There were many good talks. I managed to catch a bit of the talks by Rotem Oshman, Michael Shapira, Shahar Dobzinski, and others. I also managed to catch Yuval Ishai and Eylon Yagev talk secure multiparty computing and complexity theory resp in Hebrew. Finally, Bernard Haeupler gave an excellent  talk on using shortcuts to break natural bottlenecks with message passing algorithms. This talk introduced the audience to principled theory methods (was happy to see Leighton-Maggs-Rao O(Congestion+Dilation) result reenter the psyche) to attack worst case performance of message passing algorithms.

ps: Thanks to Moni for mentioning Mossel's paradox with dice/6 over dinner, he said there was an elegant solution, and my neurons stayed awake figuring it out.


Sunday, September 10, 2017

AI + Marketing Workshop

We are running a workshop, trying to bring together the AI and Marketing Sciences communities.  AI community of course includes algorithms, optimization and game theory; Marketing Sciences of course includes online advertising, auctions and other topics. But the goal is to bring in more than these topics, and try to forge a common venue, getting each of these (sub)communities to stretch a bit to meet others.

The workshop is collocated with AAAI 2018, and the deadline is Oct 29, 2017.



Sunday, August 27, 2017

Data Science and Social Good

Bloomberg folks organize a day of activities on Data for Good, Sept 24, 2017, FYI. 


(Sublinear) Time Meets Space

Maybe this post should be called "property testing meets streaming". For more than a decade now we have managed to put together meetings that had both property testing folks (with methods running in time sublinear in input size) and streaming folks (with methods using space sublinear in input size), and in many of these meetings, researchers debate the nuances and results of these communities (the usual: algorithms vs complexity, for each vs for all, yaada yaada yaada). Obviously each community has learned from the other, but there were not many results that formally related the underlying concerns.

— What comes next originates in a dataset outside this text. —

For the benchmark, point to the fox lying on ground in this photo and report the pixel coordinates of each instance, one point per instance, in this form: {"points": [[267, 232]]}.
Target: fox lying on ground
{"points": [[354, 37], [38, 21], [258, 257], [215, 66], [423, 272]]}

Recently, Christian, Pan, Morteza and I showed: ".. for bounded degree graphs, any property that is constant-query testable in the adjacency list model can be tested with constant space in a single-pass in random order streams." This is a human-sized hop towards establishing formal connections.  Hope more hops and leaps will ensue. 


Some Insta Humor

The left photo tells you what NY restaurants have to deal with, artists painting amazing pieces over lunch; the right photo tells you the height of human aspiration found on a sidewalk in mission, SF. 

Friday, August 18, 2017

Heavy Hitters Continued

Recently I revisited the classical heavy hitters problem on streams (I think I can call it "classical", I remember the meeting where we chose to call overwhelmingly large items as heavy hitters, in the shadow of the baseball scandals in early 2000's)  but now looked at the high dimensional version, where each stream item is a d dimensional vector.  

There is a d^2 space bound that is inherent, and we manage to circumvent it, by using graphical model (in our case, Naive Bayes) on the dimensions. This is in general a fruitful direction, I think, using a dependency model on dimensions to half-circle around lower bounds we get with high dimensional analyses.  Our paper is in arXiv, joint work with Brano and Hoa. 

This work was motivated by collaboration with Adobe that needs to analyze high  dimensional web/ad analytics data. That is covered in the Ad Exchanger article, as part of the coverage of the university funding program that Anil Kamath spearheads at Adobe (and does a superb job of eliciting very specific projects but drawn from a wide set of areas).